Another factor to consider is the possibility that companies may not have the necessary resources or funding for MMM-style complicated modeling. In these situations, Google Analytics 4 and Adobe Campaign are viable platforms that may provide everything they need to operate on a fundamental level, with the addition of some essential SEO testing.


Onward the practice of SEO


While most marketers take SEO campaigns as organic options to market brands behind paid ads, display, and social campaigns, there is still no denying how invaluable their results are to a business in broadened reach, consideration, and conversion.

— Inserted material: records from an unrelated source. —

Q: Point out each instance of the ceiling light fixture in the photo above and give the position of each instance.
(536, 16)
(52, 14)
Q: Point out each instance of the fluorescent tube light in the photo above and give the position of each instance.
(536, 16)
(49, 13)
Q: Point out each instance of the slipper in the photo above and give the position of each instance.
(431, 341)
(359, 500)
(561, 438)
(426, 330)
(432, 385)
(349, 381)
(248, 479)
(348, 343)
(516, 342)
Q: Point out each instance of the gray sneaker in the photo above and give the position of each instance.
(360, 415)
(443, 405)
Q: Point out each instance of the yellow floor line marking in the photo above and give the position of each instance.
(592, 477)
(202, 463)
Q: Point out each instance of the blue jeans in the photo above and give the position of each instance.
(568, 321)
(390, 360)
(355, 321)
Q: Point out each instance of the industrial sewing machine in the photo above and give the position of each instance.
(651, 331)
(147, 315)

Gaining helpful consumer insights into the channel requires moving SEO data sets into integrated and consolidated data sources. SEO marketers must get website analytics into these hubs as they would for clean rooms such as Google Ads Data Hub (ADH), and other marketers shift toward utilizing such platforms. Such strategies can still draw up clear and coherent customer journeys across paid media impressions, clicks, and site engagement by combining data and tags for sources in organic searches.


Marketers can also move toward an attribution use case to quantify the impact and positive results of such SEO models and their links with the other channels. With a cookie-free future underway, adding SEO analytics data to an integrated clean room paves the way for more trackable solutions.


Most marketers won't be motivated to prioritize SEO over paid media campaigns, particularly regarding attribution and channel performance evaluation. However, effective performance tracking is precisely what we need in this new age of SEO. Only when we achieve a cross-channel picture that involves incremental data additions via cookieless approaches can we realize better navigation through more efficient platforms and channels.